Mr Howell applied unsuccessfully to stay the bankruptcy order ([2019] EWHC 1559 (Ch); [2019] BPIR 1211). His substantive appeal was dismissed by Birss J: ([2020] EWHC 747 (Ch)) on the footing that there had not been a concrete offer to pay more than £10,000 so the ICC Judge had been entitled to consider that the offer was insufficient. Mr Howell was granted permission to bring a second appeal on the ground that the judge should arguably have considered his offer to have been more than £10,000.

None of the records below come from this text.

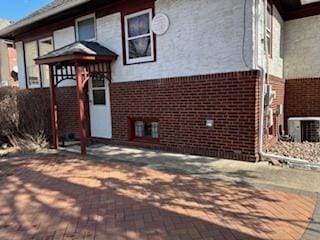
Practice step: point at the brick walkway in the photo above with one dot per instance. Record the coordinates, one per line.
(64, 197)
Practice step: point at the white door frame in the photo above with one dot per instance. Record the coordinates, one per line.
(100, 114)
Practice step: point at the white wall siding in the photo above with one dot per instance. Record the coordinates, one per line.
(276, 61)
(302, 51)
(61, 38)
(21, 65)
(204, 37)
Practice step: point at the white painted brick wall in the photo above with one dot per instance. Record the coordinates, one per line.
(204, 37)
(302, 51)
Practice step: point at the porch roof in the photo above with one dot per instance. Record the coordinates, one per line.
(81, 51)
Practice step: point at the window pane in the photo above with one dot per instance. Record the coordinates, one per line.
(45, 46)
(140, 47)
(33, 75)
(269, 45)
(139, 128)
(31, 52)
(139, 25)
(155, 130)
(99, 97)
(86, 29)
(148, 129)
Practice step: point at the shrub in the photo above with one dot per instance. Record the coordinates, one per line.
(24, 117)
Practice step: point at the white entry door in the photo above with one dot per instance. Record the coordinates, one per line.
(100, 112)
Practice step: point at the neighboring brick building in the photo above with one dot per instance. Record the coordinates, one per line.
(8, 60)
(181, 80)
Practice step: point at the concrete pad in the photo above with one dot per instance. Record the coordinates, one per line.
(212, 168)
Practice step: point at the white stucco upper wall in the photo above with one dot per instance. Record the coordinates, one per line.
(302, 52)
(204, 37)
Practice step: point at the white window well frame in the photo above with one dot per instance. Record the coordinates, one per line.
(86, 17)
(127, 38)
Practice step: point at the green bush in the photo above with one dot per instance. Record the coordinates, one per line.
(24, 117)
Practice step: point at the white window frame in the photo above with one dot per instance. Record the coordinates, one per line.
(31, 86)
(93, 15)
(127, 38)
(41, 66)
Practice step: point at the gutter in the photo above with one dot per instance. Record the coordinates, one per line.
(11, 28)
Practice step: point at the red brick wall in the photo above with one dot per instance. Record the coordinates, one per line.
(278, 85)
(182, 106)
(302, 98)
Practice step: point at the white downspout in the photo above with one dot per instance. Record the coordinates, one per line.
(263, 79)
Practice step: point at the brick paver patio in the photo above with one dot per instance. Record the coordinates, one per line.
(64, 197)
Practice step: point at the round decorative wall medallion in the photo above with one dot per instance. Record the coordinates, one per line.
(160, 24)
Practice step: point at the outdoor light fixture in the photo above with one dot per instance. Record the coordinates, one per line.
(304, 2)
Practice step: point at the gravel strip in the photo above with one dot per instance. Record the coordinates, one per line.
(307, 151)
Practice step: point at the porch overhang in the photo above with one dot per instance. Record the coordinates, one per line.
(294, 9)
(78, 51)
(78, 61)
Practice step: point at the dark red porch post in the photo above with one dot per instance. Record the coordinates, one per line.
(83, 138)
(54, 110)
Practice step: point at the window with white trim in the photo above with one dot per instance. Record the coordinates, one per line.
(269, 29)
(86, 28)
(32, 69)
(139, 37)
(45, 46)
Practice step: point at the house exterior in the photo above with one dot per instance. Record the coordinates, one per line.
(203, 77)
(8, 60)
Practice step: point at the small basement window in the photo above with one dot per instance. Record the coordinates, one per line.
(269, 28)
(138, 37)
(32, 69)
(145, 130)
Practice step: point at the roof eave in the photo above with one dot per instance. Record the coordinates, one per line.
(5, 33)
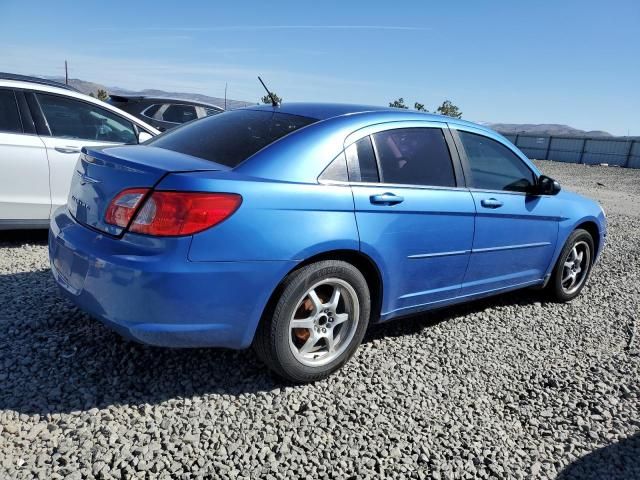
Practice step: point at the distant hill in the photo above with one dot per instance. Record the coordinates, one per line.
(545, 129)
(92, 87)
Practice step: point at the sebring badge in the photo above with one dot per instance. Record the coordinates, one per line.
(84, 178)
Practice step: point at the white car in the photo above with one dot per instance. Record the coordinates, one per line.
(43, 126)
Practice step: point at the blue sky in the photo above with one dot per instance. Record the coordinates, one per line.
(571, 62)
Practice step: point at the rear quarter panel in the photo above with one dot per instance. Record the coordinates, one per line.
(276, 220)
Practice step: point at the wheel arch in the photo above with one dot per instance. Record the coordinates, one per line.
(361, 261)
(593, 229)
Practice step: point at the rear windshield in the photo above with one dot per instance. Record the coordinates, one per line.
(231, 137)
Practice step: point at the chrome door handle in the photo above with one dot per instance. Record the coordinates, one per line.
(491, 203)
(386, 199)
(67, 149)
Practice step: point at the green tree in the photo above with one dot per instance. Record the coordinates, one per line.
(420, 107)
(399, 103)
(267, 99)
(449, 109)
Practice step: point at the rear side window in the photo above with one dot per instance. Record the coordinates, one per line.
(231, 137)
(494, 166)
(177, 113)
(70, 118)
(414, 156)
(151, 111)
(361, 161)
(9, 115)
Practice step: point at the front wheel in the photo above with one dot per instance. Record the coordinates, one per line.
(573, 266)
(317, 323)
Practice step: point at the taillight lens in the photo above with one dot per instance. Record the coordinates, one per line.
(124, 205)
(183, 213)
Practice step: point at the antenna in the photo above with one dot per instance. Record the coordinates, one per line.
(273, 99)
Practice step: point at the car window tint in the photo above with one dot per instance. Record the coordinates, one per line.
(231, 137)
(151, 111)
(177, 113)
(494, 166)
(361, 161)
(414, 156)
(336, 171)
(69, 118)
(9, 115)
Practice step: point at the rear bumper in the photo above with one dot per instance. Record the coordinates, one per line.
(147, 290)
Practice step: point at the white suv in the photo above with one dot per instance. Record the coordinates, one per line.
(43, 126)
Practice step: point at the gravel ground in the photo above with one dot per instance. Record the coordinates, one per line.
(509, 387)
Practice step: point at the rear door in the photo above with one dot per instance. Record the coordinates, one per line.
(414, 216)
(515, 232)
(24, 171)
(70, 125)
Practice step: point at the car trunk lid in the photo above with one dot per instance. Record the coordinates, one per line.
(102, 173)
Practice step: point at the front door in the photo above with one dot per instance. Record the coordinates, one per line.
(515, 232)
(24, 170)
(412, 218)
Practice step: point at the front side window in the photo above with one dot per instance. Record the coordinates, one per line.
(9, 115)
(177, 113)
(414, 156)
(231, 137)
(494, 166)
(70, 118)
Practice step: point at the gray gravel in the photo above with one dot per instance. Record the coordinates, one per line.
(510, 387)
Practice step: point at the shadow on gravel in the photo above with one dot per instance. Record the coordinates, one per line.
(619, 461)
(18, 238)
(56, 359)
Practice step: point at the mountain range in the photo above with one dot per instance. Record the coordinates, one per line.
(87, 87)
(504, 128)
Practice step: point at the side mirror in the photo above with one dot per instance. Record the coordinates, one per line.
(144, 136)
(547, 186)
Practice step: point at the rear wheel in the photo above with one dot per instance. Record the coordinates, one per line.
(317, 323)
(573, 266)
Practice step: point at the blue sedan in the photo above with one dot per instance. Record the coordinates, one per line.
(293, 228)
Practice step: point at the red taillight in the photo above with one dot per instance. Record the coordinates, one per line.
(170, 213)
(183, 213)
(124, 205)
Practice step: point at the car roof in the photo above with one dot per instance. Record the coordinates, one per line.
(38, 80)
(325, 111)
(138, 98)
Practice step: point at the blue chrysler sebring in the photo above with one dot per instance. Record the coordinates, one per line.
(292, 228)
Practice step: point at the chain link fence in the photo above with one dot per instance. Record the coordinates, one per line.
(590, 151)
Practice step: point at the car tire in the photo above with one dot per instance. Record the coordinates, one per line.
(573, 266)
(306, 336)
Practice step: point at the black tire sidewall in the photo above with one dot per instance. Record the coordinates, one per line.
(287, 364)
(556, 280)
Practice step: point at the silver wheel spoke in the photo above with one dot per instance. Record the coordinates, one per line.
(331, 344)
(309, 345)
(302, 322)
(340, 318)
(329, 302)
(574, 252)
(334, 300)
(317, 303)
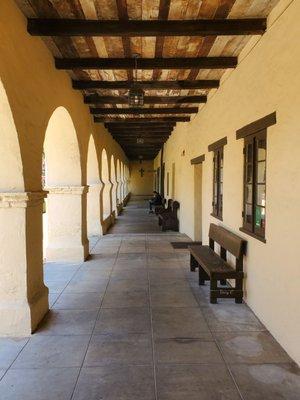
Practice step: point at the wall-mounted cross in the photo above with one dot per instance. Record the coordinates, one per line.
(142, 171)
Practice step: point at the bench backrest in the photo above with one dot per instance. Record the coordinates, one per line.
(175, 206)
(227, 240)
(169, 204)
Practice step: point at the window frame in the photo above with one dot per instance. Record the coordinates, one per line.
(250, 227)
(218, 166)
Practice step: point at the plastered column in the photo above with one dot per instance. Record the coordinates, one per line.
(23, 295)
(94, 209)
(67, 236)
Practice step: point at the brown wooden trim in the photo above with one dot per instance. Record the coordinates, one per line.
(198, 160)
(256, 126)
(146, 63)
(261, 239)
(219, 143)
(146, 85)
(133, 28)
(216, 216)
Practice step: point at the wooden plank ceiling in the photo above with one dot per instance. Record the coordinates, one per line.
(184, 46)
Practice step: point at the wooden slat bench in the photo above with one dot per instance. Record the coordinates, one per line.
(215, 268)
(168, 220)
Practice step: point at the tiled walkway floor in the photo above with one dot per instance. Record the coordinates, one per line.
(132, 324)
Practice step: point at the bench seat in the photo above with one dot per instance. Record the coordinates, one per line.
(215, 268)
(212, 263)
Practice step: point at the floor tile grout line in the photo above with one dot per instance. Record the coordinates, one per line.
(91, 336)
(151, 325)
(219, 348)
(14, 360)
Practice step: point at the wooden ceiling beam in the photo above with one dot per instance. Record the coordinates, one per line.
(142, 28)
(146, 63)
(143, 111)
(145, 85)
(96, 99)
(140, 120)
(146, 126)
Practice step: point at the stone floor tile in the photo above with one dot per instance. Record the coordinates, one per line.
(195, 382)
(78, 301)
(93, 274)
(157, 283)
(129, 257)
(187, 351)
(52, 298)
(130, 273)
(268, 381)
(251, 347)
(53, 352)
(165, 274)
(172, 322)
(87, 286)
(57, 271)
(231, 317)
(9, 349)
(138, 298)
(123, 320)
(121, 285)
(116, 383)
(38, 384)
(56, 287)
(133, 349)
(68, 322)
(172, 298)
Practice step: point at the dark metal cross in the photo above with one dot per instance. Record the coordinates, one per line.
(142, 172)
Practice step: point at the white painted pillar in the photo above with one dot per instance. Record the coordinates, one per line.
(23, 295)
(94, 209)
(67, 228)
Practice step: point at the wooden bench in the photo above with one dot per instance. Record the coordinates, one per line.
(161, 207)
(215, 267)
(165, 210)
(168, 220)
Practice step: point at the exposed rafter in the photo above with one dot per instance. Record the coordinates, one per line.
(142, 111)
(133, 28)
(96, 99)
(140, 120)
(146, 85)
(146, 63)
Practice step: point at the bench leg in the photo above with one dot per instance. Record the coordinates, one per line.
(193, 263)
(202, 276)
(213, 286)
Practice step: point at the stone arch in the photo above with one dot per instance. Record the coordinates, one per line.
(106, 208)
(11, 167)
(61, 150)
(23, 295)
(113, 180)
(94, 227)
(66, 201)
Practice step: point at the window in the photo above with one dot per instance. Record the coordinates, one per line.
(254, 208)
(218, 183)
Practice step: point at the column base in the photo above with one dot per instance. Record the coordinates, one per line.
(21, 318)
(73, 254)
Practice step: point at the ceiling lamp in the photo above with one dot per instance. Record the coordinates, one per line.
(136, 94)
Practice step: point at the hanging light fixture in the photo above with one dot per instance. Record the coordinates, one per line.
(136, 94)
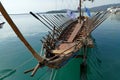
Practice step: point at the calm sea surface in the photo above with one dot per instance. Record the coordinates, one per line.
(103, 60)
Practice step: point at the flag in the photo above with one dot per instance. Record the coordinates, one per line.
(88, 12)
(70, 14)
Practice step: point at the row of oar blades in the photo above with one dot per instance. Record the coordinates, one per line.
(51, 20)
(97, 19)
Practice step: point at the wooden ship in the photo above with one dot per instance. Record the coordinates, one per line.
(62, 41)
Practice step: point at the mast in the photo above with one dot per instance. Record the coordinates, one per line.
(80, 10)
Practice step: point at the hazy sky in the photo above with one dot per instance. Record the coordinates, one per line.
(25, 6)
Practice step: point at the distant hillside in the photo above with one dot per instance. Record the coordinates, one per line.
(94, 9)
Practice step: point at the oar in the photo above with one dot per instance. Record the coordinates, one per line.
(19, 34)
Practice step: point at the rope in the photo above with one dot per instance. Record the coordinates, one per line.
(52, 73)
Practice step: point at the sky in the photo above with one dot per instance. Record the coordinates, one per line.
(25, 6)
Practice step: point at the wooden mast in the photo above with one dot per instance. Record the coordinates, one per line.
(80, 10)
(18, 33)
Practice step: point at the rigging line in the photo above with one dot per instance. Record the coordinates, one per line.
(52, 73)
(44, 75)
(41, 51)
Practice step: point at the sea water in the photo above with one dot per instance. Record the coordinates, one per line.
(103, 60)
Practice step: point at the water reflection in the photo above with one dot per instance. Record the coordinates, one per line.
(6, 73)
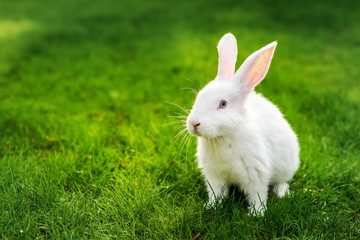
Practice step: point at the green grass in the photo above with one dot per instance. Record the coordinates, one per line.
(85, 146)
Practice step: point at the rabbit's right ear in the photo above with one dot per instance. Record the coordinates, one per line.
(227, 49)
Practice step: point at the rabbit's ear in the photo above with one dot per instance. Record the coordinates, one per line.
(255, 67)
(227, 50)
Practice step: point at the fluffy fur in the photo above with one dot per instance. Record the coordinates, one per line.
(247, 142)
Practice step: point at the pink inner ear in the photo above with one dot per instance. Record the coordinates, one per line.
(260, 67)
(228, 71)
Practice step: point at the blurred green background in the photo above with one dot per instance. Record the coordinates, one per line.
(87, 149)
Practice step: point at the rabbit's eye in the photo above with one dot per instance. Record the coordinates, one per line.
(223, 104)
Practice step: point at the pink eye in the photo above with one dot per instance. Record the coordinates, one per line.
(223, 104)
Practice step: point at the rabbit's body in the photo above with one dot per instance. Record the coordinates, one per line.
(243, 139)
(254, 157)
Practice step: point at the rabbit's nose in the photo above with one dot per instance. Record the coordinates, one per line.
(196, 125)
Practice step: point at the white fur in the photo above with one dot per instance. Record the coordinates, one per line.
(248, 143)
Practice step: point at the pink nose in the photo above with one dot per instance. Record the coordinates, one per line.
(196, 125)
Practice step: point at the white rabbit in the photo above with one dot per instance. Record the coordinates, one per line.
(243, 139)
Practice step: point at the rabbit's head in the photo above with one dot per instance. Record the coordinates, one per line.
(221, 105)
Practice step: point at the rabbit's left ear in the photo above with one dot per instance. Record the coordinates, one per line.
(255, 67)
(227, 50)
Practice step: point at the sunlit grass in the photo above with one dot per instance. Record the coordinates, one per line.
(86, 148)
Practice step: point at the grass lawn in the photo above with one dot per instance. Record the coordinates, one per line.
(86, 148)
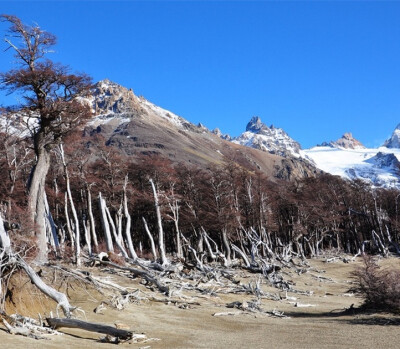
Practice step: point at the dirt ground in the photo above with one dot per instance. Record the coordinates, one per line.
(320, 325)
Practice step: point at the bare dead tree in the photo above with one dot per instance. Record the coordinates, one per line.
(51, 107)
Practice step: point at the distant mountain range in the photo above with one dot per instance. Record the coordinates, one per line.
(136, 126)
(346, 157)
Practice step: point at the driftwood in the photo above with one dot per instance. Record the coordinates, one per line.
(89, 326)
(146, 275)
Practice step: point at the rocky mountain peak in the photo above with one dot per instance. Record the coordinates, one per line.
(272, 139)
(110, 97)
(255, 125)
(347, 141)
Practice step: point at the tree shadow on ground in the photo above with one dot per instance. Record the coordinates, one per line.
(353, 316)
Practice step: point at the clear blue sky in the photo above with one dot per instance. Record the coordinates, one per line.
(315, 69)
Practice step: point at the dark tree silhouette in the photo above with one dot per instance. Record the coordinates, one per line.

Lewison LJ referred to the judgment of the chief registrar in HMRC v Garwood ([2012] BPIR 575), citing with approval his summary of the10 legal principles the court needed to consider. Applying those to the facts of the case he went on to dismiss the appeal. In doing so he highlighted the features of Mr Howell’s offer that were unsatisfactory. He said that for an offer to be an offer for the purposes of s 271(3) it had to be “a concrete offer capable of acceptance.” It had to be “a present offer, not the possibility of a future offer.” Furthermore: “An offer simply to top up the shortfall is, in my judgment, not enough […] I do not consider that Mr Howell’s vague statement in the course of submissions, unsupported by any credible or objective evidence, that if someone thought that it ought to be more than £10,000 then he would go along with that amounts to an offer at all.” He emphasised that it was not up to the creditors to negotiate with the debtor before the debtor made an offer: “The offer that the debtor makes is one for him to make and him alone.”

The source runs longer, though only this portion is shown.